Defendant's attorney: Honorable Letitia James, Attorney General
By: Charles Lim, Assistant Attorney General
Third-party defendant's attorney:
Signature date: August 12, 2020
City: Saratoga Springs
Comments:
Official citation:
Appellate results:
See also (multicaptioned case)

Decision

Claimant, formerly an inmate in the custody of the Department of Corrections and Community Supervision (DOCCS), seeks damages for injuries allegedly sustained during the course of his incarceration on June 15, 2017. Claimant alleges he was "cut" by his cellmate and was the victim of the use of excessive force by correction staff (Claim, p. 2). Trial of this matter was bifurcated and this Decision relates to the issue of liability.

Claimant, age 28 at the time of trial, testified that prior to his incarceration he had "issues"(1) with the Bloods gang arising from a Bloods member's belief that claimant had provided incriminating information to the police (T7). Claimant testified that the Bloods member, a co-defendant in his then-pending criminal case, punched him in the face, which resulted in a severance of their criminal case and claimant's placement in protective custody at Rikers Island. Claimant, however, denies that he was affiliated with a gang at any time.

In May, 2017, claimant was transferred to Upstate Correctional Facility (Upstate) as the result of prison disciplinary charges. He testified that while en route to Upstate, he saw an acquaintance, also a Bloods member, on the bus who wanted to "cut" him and who attempted to do so with a razor following their arrival (T12). As a result of this incident, claimant attempted to flag down a correction officer but was ignored until he threatened suicide. Claimant testified that he was placed on suicide watch for a day or two before being transferred to Building 10, C-1 gallery, cell 19.(2) Claimant testified that he was alone in cell 19 for approximately one week before he was assigned a cellmate. After approximately a month, claimant learned that his cellmate was a member of the Bloods, which he stated made him nervous. Claimant testified at an examination before trial that his cellmate "started expanding his wings as a -- getting to be affiliated with his other members, and when he mentioned I was in the cell with him, they started talking -- talking bad, and I just got the feeling Okay. It's about to be bad. Let me get out of here now" (Exhibit 4, p. 44).

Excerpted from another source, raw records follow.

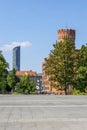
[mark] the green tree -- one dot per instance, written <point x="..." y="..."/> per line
<point x="81" y="77"/>
<point x="60" y="65"/>
<point x="26" y="85"/>
<point x="3" y="72"/>
<point x="12" y="79"/>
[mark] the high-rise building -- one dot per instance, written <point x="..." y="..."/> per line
<point x="16" y="58"/>
<point x="62" y="33"/>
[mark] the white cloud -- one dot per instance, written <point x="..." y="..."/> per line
<point x="8" y="47"/>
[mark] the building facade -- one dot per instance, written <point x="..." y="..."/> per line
<point x="33" y="76"/>
<point x="62" y="33"/>
<point x="16" y="58"/>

Claimant testified at trial that he became concerned for his safety after his cellmate attempted to communicate with Mike Wayman, an inmate affiliated with the Bloods who the claimant grew up with in the Bronx and was housed on the third floor at Upstate. Claimant testified that in order to protect himself, he locked his cellmate in the recreation pen located outside the rear of the cell(3) and solicited the attention of Correction Officer Trombley to "ask him for mental health" (T20). Claimant testified that he asked Correction Officer Trombley to take him to mental health because he was "having a problem with this individual in my cell" (id.) who was a gang member. At his deposition, however, claimant testified that when the correction officer asked why he was suicidal, he responded "I don't fell (sic) [it is] necessary to be on this planet anymore" (Exhibit 4, p. 44). Claimant was removed from his cell and placed on suicide watch.

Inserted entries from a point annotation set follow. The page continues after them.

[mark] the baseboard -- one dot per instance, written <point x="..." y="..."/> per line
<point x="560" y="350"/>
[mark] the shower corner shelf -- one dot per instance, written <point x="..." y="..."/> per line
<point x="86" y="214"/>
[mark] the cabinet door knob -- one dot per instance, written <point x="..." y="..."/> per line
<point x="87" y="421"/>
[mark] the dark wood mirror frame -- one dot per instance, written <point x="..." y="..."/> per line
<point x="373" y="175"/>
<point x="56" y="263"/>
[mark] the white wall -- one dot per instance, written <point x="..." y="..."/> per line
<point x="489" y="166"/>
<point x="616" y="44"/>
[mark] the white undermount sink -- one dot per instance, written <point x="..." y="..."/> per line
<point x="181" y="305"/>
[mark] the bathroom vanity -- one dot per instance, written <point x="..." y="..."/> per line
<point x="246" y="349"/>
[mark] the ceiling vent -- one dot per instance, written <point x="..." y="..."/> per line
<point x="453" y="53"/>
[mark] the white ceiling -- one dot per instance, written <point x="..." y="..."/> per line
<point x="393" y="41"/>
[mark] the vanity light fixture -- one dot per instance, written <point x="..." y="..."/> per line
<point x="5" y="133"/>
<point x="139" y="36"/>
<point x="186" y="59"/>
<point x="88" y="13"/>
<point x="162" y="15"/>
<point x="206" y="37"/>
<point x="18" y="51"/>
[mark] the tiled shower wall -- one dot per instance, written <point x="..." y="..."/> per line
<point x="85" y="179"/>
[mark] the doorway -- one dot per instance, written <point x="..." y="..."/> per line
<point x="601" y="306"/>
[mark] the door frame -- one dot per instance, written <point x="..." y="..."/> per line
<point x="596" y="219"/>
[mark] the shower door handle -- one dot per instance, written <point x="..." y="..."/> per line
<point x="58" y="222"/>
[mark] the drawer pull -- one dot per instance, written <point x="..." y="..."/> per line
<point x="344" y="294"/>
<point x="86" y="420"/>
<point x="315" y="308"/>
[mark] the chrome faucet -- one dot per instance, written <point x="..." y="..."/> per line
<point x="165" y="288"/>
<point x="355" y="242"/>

Claimant's medical records confirm that on June 14, 2017 he was admitted to the infirmary for a one-on-one suicide watch (Exhibit I, pp. 18, 49-50). A Progress Note written on June 14, 2017 quotes claimant as stating "I'm not crazy, I can't live in a cell with these gang members, I'm going to keep coming up here, I'm not looking for trouble, I just want out of here, I can't live with a man in my cell" (id. at p. 52). In the Suicide Watch notes the same nurse quoted claimant as stating "I can't live with an inmate" (Exhibit 10). Claimant was medically cleared for discharge from the infirmary the next day (id.). He testified that upon his release from suicide watch he refused to return to his assigned cell (cell 19) and informed Sergeant Dumas and two or three correction officers that he was going to get "cut" if he is put back in his cell (T23). At his deposition, claimant testified that Sergeant Dumas responded "[w]e don't care. You better beat your bunkie up or whatever. You're not going back to mental health" (Exhibit 4, p. 46). However, instead of returning claimant to cell 19, claimant testified that Sergeant Dumas informed him that he would be placed in cell 18, which was adjacent to his former cell, cell 19.(4) Claimant testified at trial that he told Sergeant Dumas that he could not go into that cell either because the inmate in cell 18 was also a Bloods member and he was going to get "cut" (T25). Claimant testified that he had heard inmates talking and that is how he knew that the inmate in cell 18 was a Bloods. At his deposition, claimant testified that when Sergeant Dumas told him he would be placed in cell 18, he said "[n]o. No. I don't want to go in that cell either, because that's his friends and they both gang members, so if I go in that cell, he can just pass the word right through the vent or through the window and I can still get cut" (Exhibit 4, p. 48). Claimant testified at trial that Sergeant Dumas and other correction officers nevertheless "dragged" him to cell 18 and "forcefully" placed him inside (T26). Claimant testified that when they arrived at cell 18, the correction officers entered the cell and threw him forward onto his chest where Officer Trombley punched him in the mouth and correction staff "stomped" on him for 10 to15 minutes (T69).(5) At his deposition, claimant described the incident as follows:

"I'm on the floor, on my chest, one officer's got his knee on my neck, hitting me in the face, [saying] 'stop resisting. I'm not resisting.' They trying to get the restraints off of me. And they got him locked in the rec pen, because that's the only way for a person to come into the cell, the other inmate in the cell has to lock himself in the rec pen until I'm secured in the cell" (Exhibit 4, p. 56).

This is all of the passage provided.